M is for Monochrome HDR
One of best ways to learn the basics of high-dynamic-range imaging is to start with monochrome—it is more forgiving than color and free of the artificial color shifts that often mar newbie HDRs. Contributor Jim Shoemaker (see this month’s Traveling Photographer, page 42) advises the following steps. Tone-map the image: In Photomatix Pro, use very low settings to avoid an “overbaked” look. The result will be pretty flat, but with full detail. Bring out midtone contrast: In Adobe Photoshop, use the Tonal Contrast adjustment in Nik’s Color Efex Pro plug-in. Fine-tune: Use Nik Silver Efex Pro to adjust contrast, shadows, highlights, brightness, and toning.
N is for Newborn
Photo by: Chloe Ramirez
Too young to smile or hold up their heads, newborns are a challenge to photograph. Here are some strategies. Make babies comfortable: Be sure they are fed, but wait about half an hour for postprandial gassiness to subside. Most newborns (until about 14 days old) will sleep through anything, so you’ll have much more freedom to position one than you will an older baby. Get blankets and fabrics with great textures, and place the baby in and on whatever you can find—baskets, mixing bowls, cushions. Turn up the heat (as warm as 85 degrees): Make sure the baby is toasty so you can get the all-important bare shots. Bonus tip: If baby gets the hiccups, grab a camera. Shoot in burst mode—if you catch the right moment, a hiccup can look like a smile.
O is for Organize
To figure out which memory cards are empty and which are full, create a system.
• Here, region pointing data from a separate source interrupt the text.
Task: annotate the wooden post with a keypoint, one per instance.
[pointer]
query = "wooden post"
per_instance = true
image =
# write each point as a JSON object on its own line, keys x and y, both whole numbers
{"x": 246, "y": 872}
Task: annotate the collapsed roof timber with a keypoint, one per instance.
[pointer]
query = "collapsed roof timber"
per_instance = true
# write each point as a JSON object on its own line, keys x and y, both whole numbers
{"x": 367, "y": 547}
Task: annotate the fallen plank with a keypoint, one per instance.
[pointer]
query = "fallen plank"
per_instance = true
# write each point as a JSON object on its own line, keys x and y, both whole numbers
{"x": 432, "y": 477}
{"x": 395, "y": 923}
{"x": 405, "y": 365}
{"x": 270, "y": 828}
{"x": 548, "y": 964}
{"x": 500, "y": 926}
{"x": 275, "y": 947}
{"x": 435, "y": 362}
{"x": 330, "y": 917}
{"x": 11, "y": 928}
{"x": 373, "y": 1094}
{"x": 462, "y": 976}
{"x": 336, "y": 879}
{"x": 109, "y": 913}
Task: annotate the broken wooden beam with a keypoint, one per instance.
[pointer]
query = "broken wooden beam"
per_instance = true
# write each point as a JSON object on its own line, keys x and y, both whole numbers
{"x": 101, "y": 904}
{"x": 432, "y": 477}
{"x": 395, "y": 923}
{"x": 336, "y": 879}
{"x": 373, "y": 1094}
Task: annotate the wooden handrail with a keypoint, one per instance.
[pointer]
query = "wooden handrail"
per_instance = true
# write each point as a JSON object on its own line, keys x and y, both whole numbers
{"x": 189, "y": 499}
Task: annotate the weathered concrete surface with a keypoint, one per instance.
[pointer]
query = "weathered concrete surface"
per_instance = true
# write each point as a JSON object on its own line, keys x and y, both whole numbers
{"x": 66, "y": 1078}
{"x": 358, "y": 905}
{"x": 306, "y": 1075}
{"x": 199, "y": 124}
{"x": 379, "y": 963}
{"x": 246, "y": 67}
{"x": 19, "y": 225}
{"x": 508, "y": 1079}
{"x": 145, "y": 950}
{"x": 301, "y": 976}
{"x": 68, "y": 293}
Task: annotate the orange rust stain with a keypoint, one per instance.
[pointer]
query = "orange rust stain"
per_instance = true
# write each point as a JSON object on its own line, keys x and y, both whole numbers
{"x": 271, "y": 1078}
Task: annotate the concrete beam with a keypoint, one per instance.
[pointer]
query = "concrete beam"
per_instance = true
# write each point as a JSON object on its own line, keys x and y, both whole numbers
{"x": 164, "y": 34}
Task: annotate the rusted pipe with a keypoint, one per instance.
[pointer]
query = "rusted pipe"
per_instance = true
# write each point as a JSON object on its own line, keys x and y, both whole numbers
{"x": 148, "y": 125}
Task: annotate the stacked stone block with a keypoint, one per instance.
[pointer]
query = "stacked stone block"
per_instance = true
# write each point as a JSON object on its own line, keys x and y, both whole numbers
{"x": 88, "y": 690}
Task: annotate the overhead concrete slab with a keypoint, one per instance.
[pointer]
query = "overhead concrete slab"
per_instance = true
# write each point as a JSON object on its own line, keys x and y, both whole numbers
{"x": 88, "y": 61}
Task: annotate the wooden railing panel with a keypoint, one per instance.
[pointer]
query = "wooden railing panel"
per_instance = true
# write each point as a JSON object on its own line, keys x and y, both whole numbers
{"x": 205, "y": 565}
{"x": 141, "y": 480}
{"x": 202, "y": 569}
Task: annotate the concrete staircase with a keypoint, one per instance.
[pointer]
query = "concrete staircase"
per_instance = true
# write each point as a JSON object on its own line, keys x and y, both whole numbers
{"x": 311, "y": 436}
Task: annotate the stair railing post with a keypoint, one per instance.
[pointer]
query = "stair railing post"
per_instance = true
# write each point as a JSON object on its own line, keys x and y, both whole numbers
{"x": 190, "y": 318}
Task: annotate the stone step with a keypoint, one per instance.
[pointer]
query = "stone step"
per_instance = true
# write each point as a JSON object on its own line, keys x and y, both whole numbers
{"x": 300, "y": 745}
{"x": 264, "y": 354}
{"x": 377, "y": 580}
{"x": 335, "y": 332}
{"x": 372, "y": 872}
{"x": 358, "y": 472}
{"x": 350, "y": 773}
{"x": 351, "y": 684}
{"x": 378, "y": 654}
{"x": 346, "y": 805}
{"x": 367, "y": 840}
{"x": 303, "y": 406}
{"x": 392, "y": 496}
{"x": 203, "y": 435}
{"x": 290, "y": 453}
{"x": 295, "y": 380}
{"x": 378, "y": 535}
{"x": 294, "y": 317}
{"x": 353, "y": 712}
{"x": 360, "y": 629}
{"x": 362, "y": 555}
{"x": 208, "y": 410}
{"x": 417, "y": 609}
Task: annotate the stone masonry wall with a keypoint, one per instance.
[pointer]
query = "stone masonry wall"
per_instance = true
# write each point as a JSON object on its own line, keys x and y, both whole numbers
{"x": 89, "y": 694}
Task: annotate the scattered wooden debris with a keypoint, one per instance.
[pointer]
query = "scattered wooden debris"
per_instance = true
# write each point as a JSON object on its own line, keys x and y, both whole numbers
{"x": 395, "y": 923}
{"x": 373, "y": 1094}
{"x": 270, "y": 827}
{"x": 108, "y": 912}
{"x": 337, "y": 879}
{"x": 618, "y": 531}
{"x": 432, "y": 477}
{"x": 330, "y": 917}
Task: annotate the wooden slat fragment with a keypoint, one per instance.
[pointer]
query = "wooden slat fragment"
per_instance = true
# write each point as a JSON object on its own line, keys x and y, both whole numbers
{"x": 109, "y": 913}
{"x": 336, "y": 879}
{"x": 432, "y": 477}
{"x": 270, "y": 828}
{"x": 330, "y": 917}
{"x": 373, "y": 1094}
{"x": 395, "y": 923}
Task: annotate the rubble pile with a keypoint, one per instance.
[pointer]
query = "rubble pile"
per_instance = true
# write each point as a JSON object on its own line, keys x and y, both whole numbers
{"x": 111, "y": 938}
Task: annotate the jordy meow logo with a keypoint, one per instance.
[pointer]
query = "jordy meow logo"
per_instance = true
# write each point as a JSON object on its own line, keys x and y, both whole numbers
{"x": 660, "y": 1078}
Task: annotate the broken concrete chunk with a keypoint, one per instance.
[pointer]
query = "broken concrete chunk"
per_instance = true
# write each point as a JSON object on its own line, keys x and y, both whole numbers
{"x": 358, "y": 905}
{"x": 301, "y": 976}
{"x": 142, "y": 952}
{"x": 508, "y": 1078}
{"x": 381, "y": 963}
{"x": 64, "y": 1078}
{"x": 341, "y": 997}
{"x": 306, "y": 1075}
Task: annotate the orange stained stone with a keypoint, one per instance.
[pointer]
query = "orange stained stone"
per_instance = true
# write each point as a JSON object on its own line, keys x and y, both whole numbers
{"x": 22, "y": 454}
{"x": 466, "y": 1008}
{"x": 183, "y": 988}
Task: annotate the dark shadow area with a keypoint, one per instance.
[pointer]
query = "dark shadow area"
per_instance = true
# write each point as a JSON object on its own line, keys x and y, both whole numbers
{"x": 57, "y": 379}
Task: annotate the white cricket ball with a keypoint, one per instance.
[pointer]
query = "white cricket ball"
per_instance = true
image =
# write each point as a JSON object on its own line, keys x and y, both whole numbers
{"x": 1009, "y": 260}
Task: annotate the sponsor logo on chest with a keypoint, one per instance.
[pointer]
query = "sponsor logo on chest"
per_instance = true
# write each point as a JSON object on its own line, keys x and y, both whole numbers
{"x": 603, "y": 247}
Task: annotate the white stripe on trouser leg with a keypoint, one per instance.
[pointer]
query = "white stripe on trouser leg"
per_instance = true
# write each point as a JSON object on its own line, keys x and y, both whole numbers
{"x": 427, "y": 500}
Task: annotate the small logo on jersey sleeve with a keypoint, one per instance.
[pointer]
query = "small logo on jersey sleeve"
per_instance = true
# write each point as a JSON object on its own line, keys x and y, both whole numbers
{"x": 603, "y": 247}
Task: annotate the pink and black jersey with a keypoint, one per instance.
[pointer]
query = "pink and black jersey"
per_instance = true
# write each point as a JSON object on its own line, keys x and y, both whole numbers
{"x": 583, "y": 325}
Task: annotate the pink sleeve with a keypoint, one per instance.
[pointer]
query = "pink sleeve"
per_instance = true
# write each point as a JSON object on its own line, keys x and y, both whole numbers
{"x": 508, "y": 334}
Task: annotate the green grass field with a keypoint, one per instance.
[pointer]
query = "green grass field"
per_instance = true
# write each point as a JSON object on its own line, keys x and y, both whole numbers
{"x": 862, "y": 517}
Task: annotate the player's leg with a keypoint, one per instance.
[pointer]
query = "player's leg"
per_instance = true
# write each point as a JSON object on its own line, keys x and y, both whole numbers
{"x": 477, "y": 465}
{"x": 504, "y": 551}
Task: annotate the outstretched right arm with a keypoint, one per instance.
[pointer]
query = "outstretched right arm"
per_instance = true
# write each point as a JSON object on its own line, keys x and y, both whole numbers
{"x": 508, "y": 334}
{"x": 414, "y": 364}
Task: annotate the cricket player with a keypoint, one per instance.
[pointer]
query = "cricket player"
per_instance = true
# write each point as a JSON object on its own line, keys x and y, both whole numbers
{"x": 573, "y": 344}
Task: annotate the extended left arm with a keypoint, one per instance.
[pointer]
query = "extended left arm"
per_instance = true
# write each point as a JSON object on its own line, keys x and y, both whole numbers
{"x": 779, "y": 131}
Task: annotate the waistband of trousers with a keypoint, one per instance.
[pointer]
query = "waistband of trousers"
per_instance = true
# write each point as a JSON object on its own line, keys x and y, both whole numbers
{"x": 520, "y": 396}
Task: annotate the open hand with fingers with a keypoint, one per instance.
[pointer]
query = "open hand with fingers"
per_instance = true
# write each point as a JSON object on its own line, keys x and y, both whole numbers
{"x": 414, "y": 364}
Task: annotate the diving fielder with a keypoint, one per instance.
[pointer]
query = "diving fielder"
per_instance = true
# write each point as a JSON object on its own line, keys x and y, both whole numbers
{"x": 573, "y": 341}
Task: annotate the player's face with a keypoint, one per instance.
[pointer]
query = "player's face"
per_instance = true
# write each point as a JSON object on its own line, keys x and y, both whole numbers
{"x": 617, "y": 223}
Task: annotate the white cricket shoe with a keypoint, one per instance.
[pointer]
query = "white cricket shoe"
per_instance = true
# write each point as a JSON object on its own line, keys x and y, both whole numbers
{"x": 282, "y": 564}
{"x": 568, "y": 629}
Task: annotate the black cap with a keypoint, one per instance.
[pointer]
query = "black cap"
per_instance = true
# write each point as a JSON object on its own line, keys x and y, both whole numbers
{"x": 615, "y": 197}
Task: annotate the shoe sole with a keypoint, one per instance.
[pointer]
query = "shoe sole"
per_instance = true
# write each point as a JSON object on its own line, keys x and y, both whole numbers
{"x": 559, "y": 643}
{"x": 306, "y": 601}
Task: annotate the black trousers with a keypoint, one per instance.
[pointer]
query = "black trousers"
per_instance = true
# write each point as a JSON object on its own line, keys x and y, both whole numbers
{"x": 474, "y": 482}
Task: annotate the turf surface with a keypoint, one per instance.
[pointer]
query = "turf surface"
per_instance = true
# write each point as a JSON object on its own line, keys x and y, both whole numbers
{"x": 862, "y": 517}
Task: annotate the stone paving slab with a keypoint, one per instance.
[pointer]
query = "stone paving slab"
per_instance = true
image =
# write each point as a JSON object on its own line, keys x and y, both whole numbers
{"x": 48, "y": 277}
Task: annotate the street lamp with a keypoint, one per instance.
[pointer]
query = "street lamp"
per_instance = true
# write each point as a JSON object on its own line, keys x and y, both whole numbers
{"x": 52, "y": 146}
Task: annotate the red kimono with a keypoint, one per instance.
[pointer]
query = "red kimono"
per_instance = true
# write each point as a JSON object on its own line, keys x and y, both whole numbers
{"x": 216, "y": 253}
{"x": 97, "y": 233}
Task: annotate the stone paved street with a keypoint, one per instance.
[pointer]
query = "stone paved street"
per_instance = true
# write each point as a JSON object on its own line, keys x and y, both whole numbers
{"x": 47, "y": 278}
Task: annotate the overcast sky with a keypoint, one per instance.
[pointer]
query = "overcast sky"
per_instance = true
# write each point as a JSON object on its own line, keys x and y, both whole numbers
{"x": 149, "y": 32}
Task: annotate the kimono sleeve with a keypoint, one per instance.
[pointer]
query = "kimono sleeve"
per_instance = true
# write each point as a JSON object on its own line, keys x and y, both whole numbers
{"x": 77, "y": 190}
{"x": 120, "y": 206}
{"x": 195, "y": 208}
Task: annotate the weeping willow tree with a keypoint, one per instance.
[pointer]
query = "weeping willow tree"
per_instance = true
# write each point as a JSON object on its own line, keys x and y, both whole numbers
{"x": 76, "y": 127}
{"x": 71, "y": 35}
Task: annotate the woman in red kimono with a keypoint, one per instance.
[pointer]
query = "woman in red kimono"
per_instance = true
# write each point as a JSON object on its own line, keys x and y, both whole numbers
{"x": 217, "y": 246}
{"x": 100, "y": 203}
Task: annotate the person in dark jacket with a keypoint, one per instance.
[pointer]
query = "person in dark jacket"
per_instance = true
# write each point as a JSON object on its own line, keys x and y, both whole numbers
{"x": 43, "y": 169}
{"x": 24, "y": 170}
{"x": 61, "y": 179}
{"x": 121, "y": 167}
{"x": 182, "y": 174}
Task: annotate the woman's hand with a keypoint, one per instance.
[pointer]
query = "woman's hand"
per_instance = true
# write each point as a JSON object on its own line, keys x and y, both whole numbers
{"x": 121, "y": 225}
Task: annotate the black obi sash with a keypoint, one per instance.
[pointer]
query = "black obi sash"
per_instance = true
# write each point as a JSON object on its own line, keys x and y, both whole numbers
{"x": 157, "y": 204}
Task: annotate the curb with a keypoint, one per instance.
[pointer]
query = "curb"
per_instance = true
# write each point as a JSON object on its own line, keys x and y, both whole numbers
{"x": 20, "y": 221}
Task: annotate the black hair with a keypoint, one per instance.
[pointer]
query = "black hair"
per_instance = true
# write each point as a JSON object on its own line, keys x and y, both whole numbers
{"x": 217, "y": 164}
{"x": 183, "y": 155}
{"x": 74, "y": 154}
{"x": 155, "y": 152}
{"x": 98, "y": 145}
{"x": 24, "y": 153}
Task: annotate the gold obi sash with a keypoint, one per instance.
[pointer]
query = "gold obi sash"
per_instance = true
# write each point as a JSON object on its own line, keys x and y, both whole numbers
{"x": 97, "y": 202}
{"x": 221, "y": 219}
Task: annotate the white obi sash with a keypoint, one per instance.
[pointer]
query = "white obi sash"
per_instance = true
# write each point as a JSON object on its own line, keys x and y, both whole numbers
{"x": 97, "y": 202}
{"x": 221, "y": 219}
Store cards right-side up and facing out if they are empty. Flip them upside down if they are partly full, and upside down and backwards when they’re spent.
P is for Pop-up Flash
This can be harsh, so diffuse the output: Tape one or more sheets of single-ply tissue over the flash head, or use an accessory modifier such as the Lightscoop, a mirror that snaps in front of the pop-up to bounce its blast to a ceiling or wall.
Q is for Quiet
When a situation demands a silent camera, pros use pricey soundproof camera housings called blimps. For a gadget-free solution, use quiet mode (for instance, Canon’s EOS 5D Mark III has one). If your lens is noisy when focusing, go manual. And in a pinch, you can always wrap your camera in fabric.